I’m sitting here the evening of July 3, listening to fireworks go off in my neighborhood. There are a lot of loud noises…noises my dog doesn’t like. He doesn’t want to go outside unless he absolutely has to–or unless we make him (and go with him for reassurance) and he wants to get as close as he can to us to feel safe.
For me, the noises are just noise. Sort of annoying…especially if they go on well into the night…but they aren’t anything that make me particularly nervous.
But that’s not true for many people. When they hear noises like this, they flinch, wondering just how safe they are…whether their house will still be standing…whether their family will survive the night…and whether they should try sticking it out in their country or take the incredible risks involved in trying to get to someplace safer.
I’ve just finished reading a book–Crossing the Sea with Syrians on the Exodus to Europe by Wolfgang Bauer. It’s a long title…not one that’s particularly catchy. But something about the book–and I’m not sure what it was–caught my attention.
I’ve read the news stories like everyone else. I’ve seen the stories on TV. But somehow, this book made people come to life.
The author and a friend focus on several people who decide to take the risks to try to get from Syria to Germany…to leave behind everything they know in the desperate attempt to start a new life–to find safety for their families. They originally pretended to be refugees themselves so that they could–as fully as possible–take part in the experience of being smuggled. Their group was eventually arrested, and they were deported; however, they maintained contact with their friends…who eventually made it safely to new lives. They were the lucky ones–the survivors…the ones who have a chance.

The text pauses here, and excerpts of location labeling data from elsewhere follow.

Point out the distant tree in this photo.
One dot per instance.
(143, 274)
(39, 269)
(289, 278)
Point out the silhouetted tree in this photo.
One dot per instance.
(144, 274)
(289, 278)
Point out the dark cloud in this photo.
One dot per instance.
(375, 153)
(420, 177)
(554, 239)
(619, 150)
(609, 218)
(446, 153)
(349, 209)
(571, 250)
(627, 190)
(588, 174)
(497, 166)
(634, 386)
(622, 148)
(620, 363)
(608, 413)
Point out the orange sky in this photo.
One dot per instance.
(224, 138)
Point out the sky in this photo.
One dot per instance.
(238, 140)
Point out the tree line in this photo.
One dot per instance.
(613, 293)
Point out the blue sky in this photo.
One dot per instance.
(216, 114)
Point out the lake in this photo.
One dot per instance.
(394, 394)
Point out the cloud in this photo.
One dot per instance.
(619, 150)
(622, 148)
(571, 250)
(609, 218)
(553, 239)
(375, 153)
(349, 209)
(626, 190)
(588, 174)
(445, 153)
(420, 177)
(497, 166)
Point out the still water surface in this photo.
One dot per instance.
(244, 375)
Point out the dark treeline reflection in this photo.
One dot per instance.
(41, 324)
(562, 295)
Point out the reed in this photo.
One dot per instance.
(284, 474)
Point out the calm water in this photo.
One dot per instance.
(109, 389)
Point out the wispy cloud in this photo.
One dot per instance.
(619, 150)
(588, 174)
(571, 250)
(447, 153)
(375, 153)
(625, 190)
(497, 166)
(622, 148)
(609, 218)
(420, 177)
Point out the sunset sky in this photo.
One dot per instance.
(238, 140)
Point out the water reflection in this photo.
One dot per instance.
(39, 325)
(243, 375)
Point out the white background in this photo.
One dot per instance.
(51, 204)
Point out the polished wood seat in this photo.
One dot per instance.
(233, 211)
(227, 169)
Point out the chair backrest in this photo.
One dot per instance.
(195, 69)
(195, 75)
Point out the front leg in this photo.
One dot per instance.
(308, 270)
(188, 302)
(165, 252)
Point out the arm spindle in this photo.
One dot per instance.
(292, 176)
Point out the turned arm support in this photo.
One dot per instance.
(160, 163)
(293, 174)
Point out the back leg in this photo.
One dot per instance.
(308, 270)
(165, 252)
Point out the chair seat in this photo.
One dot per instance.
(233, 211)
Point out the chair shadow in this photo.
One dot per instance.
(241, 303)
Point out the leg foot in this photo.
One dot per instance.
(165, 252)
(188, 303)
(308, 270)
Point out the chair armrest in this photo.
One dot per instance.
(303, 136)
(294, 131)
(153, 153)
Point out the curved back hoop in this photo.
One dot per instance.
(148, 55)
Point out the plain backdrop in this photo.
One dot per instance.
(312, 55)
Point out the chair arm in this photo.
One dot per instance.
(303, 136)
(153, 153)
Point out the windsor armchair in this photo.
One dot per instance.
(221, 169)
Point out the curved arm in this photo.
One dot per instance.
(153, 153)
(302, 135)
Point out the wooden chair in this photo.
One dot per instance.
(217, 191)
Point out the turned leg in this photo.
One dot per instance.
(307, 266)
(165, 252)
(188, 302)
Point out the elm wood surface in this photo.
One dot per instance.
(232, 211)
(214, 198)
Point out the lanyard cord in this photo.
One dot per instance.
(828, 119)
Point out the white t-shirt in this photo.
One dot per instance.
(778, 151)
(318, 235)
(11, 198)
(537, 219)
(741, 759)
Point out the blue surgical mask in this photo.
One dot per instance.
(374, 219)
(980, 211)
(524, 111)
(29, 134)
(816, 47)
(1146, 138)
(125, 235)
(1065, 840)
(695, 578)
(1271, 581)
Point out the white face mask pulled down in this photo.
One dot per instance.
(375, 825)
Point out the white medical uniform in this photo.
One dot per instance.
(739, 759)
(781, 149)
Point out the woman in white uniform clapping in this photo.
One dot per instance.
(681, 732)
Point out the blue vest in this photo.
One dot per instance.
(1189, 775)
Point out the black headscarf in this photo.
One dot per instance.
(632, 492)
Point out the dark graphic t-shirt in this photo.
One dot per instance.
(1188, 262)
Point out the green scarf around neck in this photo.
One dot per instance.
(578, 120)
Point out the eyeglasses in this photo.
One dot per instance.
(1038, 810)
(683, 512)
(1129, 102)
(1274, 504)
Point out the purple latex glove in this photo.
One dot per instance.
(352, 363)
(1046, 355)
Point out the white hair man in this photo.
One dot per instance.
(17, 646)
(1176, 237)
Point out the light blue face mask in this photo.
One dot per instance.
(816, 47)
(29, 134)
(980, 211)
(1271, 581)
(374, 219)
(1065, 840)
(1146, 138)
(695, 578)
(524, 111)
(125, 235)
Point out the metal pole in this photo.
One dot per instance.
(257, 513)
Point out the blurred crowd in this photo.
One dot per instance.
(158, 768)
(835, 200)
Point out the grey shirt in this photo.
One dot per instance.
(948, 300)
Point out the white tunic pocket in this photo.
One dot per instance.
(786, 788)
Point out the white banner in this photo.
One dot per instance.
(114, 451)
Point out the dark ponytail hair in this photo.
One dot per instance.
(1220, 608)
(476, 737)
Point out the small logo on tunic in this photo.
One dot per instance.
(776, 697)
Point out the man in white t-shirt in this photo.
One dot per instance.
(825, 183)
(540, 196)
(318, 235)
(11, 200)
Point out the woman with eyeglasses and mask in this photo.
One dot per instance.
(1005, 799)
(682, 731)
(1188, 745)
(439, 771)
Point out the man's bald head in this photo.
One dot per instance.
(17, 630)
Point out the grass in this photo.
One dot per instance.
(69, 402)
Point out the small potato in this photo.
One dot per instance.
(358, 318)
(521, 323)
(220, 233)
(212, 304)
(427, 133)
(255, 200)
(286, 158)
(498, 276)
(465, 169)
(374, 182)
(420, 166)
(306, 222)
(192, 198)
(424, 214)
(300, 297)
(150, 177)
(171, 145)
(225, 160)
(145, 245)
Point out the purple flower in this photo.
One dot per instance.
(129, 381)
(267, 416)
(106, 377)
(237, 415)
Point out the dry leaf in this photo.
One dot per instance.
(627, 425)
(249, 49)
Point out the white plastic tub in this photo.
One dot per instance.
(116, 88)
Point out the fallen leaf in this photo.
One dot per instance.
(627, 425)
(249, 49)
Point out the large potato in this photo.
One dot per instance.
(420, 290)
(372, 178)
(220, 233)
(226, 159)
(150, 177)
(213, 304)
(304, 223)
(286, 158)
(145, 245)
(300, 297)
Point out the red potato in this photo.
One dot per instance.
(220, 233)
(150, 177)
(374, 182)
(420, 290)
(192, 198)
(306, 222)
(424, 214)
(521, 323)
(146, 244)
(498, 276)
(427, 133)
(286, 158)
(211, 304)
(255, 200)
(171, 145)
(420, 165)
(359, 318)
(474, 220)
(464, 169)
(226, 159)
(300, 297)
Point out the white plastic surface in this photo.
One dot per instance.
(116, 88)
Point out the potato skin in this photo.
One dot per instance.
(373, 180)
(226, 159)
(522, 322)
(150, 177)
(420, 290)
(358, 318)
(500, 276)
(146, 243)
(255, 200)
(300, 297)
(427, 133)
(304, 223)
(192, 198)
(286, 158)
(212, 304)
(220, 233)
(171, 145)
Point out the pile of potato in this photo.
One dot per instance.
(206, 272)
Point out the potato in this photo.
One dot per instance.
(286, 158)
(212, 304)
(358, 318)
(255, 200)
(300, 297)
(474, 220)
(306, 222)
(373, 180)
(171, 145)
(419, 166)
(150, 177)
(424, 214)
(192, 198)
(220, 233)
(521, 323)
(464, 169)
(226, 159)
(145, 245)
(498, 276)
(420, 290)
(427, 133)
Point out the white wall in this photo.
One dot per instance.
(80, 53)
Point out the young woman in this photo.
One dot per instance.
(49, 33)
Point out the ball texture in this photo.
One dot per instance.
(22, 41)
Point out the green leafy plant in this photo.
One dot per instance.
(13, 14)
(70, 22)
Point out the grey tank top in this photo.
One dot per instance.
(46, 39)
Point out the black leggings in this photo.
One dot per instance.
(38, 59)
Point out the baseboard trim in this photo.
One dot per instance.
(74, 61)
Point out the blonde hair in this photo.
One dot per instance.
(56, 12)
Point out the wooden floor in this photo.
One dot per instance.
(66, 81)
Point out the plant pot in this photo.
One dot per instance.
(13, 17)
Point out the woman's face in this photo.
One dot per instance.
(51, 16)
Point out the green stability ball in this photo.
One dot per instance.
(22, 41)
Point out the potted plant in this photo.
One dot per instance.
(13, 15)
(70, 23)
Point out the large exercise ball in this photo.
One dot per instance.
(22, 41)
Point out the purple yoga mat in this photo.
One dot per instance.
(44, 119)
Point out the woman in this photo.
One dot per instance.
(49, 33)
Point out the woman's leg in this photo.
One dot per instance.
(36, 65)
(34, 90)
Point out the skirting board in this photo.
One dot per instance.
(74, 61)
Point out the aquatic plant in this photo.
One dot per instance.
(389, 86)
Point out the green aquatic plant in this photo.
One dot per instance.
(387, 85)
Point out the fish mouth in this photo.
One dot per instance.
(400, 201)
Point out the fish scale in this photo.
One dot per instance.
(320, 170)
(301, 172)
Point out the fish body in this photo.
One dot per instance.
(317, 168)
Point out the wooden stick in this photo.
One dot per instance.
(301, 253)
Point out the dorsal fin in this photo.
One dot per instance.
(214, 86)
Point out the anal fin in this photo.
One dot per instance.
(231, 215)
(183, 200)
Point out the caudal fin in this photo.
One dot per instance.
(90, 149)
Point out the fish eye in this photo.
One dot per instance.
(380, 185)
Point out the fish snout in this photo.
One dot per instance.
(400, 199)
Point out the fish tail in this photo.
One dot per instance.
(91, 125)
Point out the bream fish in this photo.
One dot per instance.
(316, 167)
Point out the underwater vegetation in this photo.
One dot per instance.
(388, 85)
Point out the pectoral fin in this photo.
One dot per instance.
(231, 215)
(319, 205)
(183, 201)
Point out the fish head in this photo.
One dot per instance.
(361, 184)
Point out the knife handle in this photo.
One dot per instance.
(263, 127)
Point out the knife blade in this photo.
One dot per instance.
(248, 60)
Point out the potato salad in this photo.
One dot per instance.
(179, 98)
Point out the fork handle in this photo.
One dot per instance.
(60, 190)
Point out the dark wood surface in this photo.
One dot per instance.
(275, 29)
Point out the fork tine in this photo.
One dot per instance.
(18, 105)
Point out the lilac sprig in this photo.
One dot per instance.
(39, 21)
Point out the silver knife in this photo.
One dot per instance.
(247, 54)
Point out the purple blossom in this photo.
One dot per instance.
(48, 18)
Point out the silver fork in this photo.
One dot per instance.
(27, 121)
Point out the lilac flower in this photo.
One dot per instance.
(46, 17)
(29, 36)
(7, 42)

Immigration is a hot topic right now. It’s easy to dismiss it in the abstract–to say that there isn’t room…that the refugees should tough it out and work to make things better.
But when you start to put faces…and stories…then it’s no longer abstract. They become our brothers and sisters. And I am reminded that one of the books that I consider to be scripture says this:
“You shall not wrong a sojourner or oppress him, for you were sojourners in the land of Egypt.” (Exodus 22:21)
Would those who left Egypt so many years ago, seeking a new life, be welcome today?
The One that I follow also said this:
“Come, you that are blessed by my Father, inherit the kingdom prepared for you from the foundation of the world; for I was hungry and you gave me food, I was thirsty and you gave me something to drink, I was a stranger and you welcomed me, I was naked and you gave me clothing, I was sick and you took care of me, I was in prison and you visited me….Truly, I tell you, just as you did it to one of the least of these who are members of my family, you did it to me.” (Matthew 25:34-46, 40)
There are valid issues surrounding the refugee crises that are in so many places in the world. But as we try to figure out ways to deal with them, we have to find ways of understanding why…of seeing the refugees as individuals–as people like us, with the same fears and hopes that we have for our families…and yes, even to see them as brothers and sisters. Then…just maybe…we can find ways of ensuring that other families will not have to deal with the heartbreak symbolized by this picture.